RSoC 2025: Implementing Unix Domain Sockets
By Ibuki Omatsu on
Hello everyone! I’m Ibuki Omatsu, and as part of my RSoC project, I’m currently working on implementing Unix Domain Sockets (UDS) in Redox OS.
UDS are a way for processes on the same machine to communicate with each other. They’re similar to network sockets, but instead of using IP addresses and ports, they use the filesystem as their connection addressing. This allows for faster communication between processes, as there is no need to go through the network stack.
But here’s the challenge: Redox OS has its own unique design called “Schemes and Resources”. From files (/scheme/file/path/to/file
) to network connections (/scheme/tcp/127.0.0.1/3000
), every resource has its own scheme-rooted paths.
So, my first big question was: how do you fit a classic Unix feature like a socket file into this elegant, Plan 9-like with Unix-style paths world?
In this post, we’ll explore how I adapted UDS to the “Redox way” of thinking.
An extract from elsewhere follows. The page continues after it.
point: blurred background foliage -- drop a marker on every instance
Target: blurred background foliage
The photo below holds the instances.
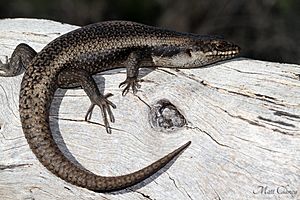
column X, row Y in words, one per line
column 265, row 29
Then, we’ll take a deep dive into file descriptor (FD) passing, one of the most powerful features of UDS, and see how the sendmsg
and recvmsg
functions are implemented using the SYS_CALL
interface.
Design Issues: Adapting Unix Domain Sockets to Redox
Schemes and Resources
“An essential design choice made for Redox is to refer to resources using scheme-rooted paths” from Schemes and Resources
In Redox, resources are accessed by Scheme-rooted Path, for example, a file is accessed by /scheme/file/path/to/file
, and a network connection is accessed by /scheme/tcp/127.0.0.1/3000
.
Question: How to express Socket in Redox?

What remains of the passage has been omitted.